Thursday, December 15, 2011

Just a blurb

Winter makes my (now, yay!) very manageable chronic depression so much more hard to, well, manage. The things that help me out so much become difficult because of the weather like exercising and being outside. Those two simple things are a lifesaver to me and my children.

I've been fighting very hard for the past two weeks not to succumb to those feeling but I'm kind of losing the battle which is why my blog has been sort of silent for a while. Plus, the older I get and the more I figure out about life the more guilty I feel about complaining. It could be soo much more worse and indeed, I'm very lucky to have the life I live.

It seems like everything outside blends in to each other. The grey sky, concrete, houses, cars...blah, bland and yes, boring. This is why I loved living in North Carolina. Even in the dead of winter you still had beautiful pine trees so high up in the sky and you knew something out there was alive and thriving. Here everything is dead, yellow and grey this time of year. Dreary.

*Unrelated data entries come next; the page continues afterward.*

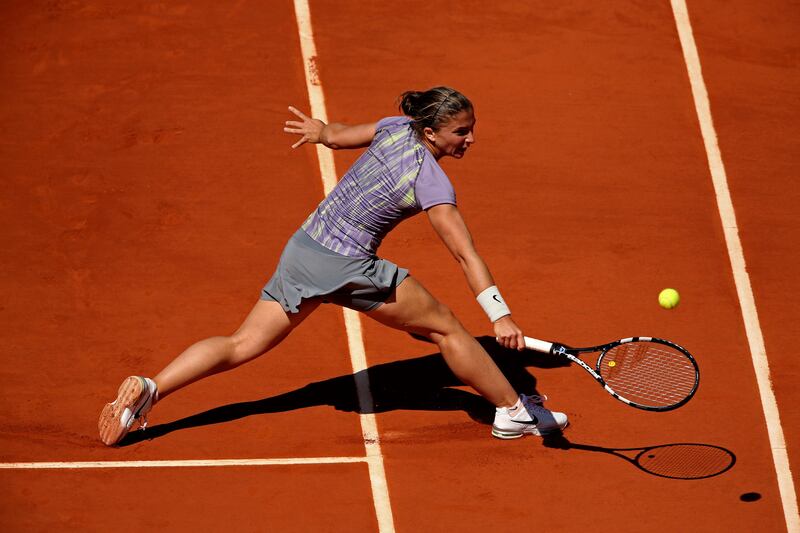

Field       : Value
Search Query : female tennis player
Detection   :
[99,87,567,446]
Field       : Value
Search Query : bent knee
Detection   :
[228,331,271,365]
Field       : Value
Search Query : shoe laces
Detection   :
[525,394,547,407]
[136,413,147,431]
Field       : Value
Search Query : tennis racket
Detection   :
[525,337,700,411]
[544,436,736,479]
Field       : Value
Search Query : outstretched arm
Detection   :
[283,106,375,150]
[427,204,525,350]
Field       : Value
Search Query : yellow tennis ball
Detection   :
[658,289,681,309]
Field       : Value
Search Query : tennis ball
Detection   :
[658,289,681,309]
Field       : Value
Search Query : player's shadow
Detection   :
[119,336,569,446]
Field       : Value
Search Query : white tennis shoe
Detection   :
[492,394,569,439]
[97,376,157,446]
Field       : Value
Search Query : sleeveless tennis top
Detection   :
[302,117,456,257]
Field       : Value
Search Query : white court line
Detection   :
[671,0,800,533]
[294,0,394,533]
[0,457,369,470]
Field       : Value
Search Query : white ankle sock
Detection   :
[506,397,522,416]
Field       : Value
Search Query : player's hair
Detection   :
[400,87,472,137]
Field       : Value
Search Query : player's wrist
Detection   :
[475,285,511,323]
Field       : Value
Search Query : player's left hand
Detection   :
[494,315,525,351]
[283,106,325,148]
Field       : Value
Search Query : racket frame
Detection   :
[525,337,700,412]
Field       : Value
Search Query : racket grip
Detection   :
[525,337,553,353]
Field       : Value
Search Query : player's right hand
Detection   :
[283,106,325,148]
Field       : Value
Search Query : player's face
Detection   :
[425,109,475,159]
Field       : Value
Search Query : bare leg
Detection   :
[367,277,519,407]
[153,300,319,399]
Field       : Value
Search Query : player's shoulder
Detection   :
[375,115,411,130]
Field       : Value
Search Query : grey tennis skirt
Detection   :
[261,228,408,313]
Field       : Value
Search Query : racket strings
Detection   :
[600,341,697,407]
[636,444,735,479]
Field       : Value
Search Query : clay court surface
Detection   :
[0,0,800,533]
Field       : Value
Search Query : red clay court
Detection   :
[0,0,800,533]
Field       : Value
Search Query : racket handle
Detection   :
[525,337,553,353]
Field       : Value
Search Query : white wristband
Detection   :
[477,285,511,322]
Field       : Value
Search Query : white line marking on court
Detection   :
[671,0,800,533]
[294,0,394,533]
[0,457,369,470]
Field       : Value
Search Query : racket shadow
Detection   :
[543,434,736,480]
[118,336,569,447]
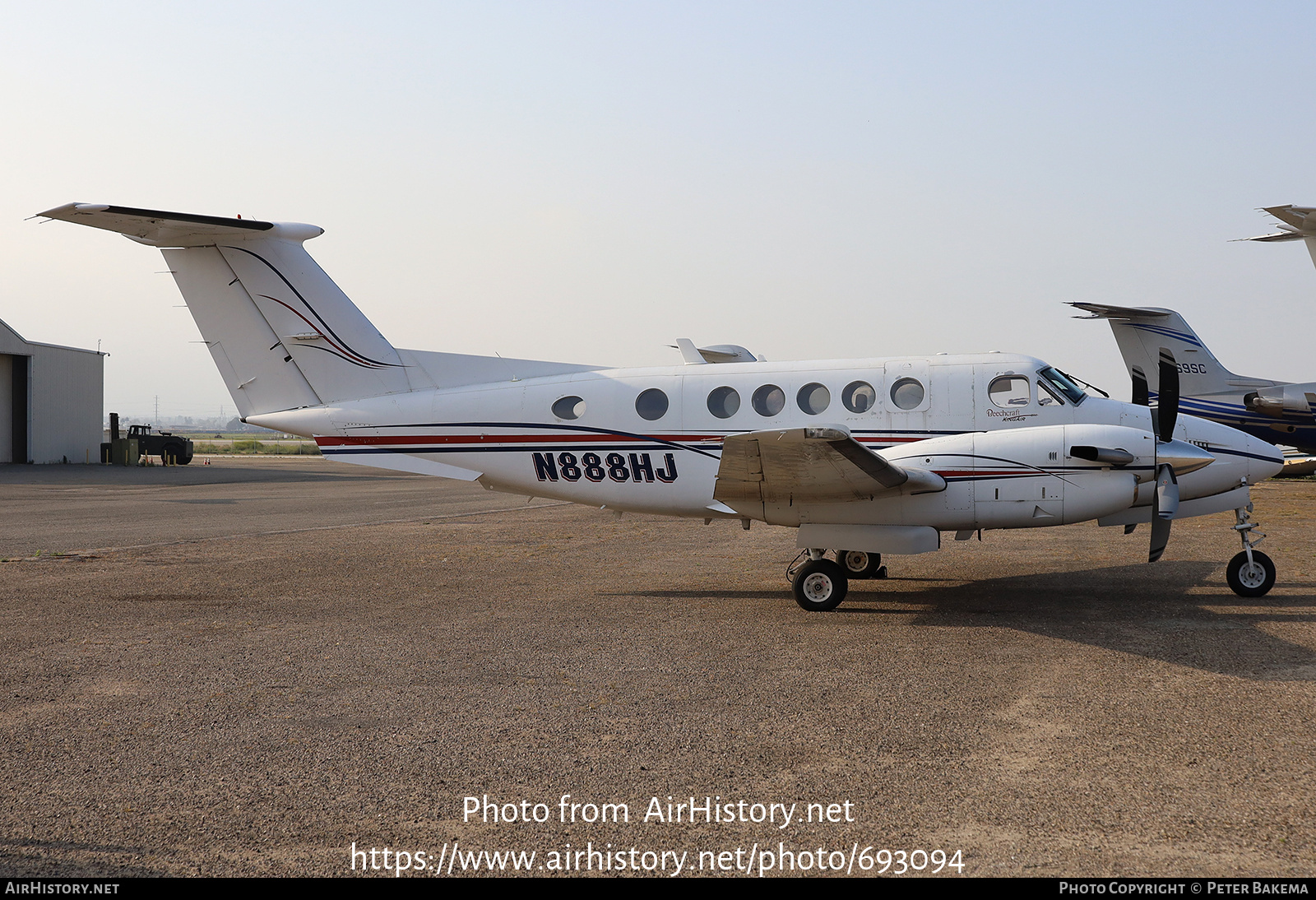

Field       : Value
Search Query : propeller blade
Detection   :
[1156,465,1179,518]
[1129,366,1152,406]
[1156,347,1179,441]
[1147,466,1179,562]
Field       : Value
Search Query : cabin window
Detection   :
[708,386,739,419]
[553,396,584,420]
[841,382,878,412]
[752,384,785,415]
[891,378,926,409]
[636,388,667,422]
[795,382,832,415]
[987,375,1031,409]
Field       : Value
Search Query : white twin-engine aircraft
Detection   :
[41,204,1283,610]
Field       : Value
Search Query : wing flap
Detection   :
[713,426,946,512]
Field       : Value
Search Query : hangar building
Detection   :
[0,321,105,463]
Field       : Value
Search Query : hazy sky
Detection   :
[0,0,1316,415]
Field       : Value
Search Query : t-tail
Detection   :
[41,202,413,419]
[1070,303,1247,402]
[1237,202,1316,271]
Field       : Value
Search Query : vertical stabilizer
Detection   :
[41,204,410,417]
[1070,303,1242,397]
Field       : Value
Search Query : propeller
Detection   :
[1152,347,1179,562]
[1129,366,1152,406]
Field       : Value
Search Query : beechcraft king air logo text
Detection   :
[535,452,676,485]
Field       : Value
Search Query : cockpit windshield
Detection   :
[1037,366,1087,406]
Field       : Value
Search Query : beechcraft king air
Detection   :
[1070,303,1316,454]
[41,204,1281,610]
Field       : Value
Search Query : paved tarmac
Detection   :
[0,458,1316,878]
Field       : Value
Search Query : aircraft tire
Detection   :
[836,550,887,580]
[1226,550,1275,597]
[794,559,849,612]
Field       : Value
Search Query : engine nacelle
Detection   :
[1242,384,1316,419]
[882,425,1156,527]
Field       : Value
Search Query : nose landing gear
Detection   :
[1226,503,1275,597]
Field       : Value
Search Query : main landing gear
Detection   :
[785,549,887,612]
[1221,503,1275,597]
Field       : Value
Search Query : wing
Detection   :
[713,425,946,511]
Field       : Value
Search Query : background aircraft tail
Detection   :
[1239,202,1316,271]
[41,204,410,417]
[1070,303,1242,397]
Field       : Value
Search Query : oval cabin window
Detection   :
[891,378,926,409]
[752,384,785,415]
[708,387,739,419]
[636,388,667,422]
[841,382,878,412]
[553,397,584,420]
[795,382,832,415]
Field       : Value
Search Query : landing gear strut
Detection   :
[836,550,887,580]
[787,549,849,612]
[1226,503,1275,597]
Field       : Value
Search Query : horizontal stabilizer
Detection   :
[1068,303,1170,318]
[38,202,324,248]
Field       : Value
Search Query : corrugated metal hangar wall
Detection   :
[0,321,105,463]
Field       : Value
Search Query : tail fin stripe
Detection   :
[1125,322,1202,347]
[290,341,382,369]
[224,244,405,369]
[257,294,383,369]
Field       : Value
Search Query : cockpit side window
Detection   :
[1037,378,1064,406]
[1037,366,1087,406]
[987,373,1031,409]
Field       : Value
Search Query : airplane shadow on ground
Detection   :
[623,562,1316,681]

Next week my family from NC arrives and I'm so excited to share the holidays with them. My brother in law and his wife will be staying with us and I LOVE having their company so much. Also, the husband will be off work for a few days and that will be great. So good things are coming and that is keeping me going this week.

Also, even better news is that my mother in law that I previously wrote about is cancer free for the time being! She found this out earlier this week and we are all so very happy about that. What a nice Christmas present for her and the family. Keep her in your prayers that her scans will continue to come back cancer free. Speaking of, now is a good time to educate yourself about ovarian cancer. It's a "silent" type of cancer but any knowledge is good knowledge.

PS - I wanted to add links regarding ovarian cancer but blogger is not cooperating right now. I will add them later when, hopefully, it is.

1 comment:

  1. I think we time our depression together. I have been feeling like this for a while now. I think having the cat is the only comforting thing to me.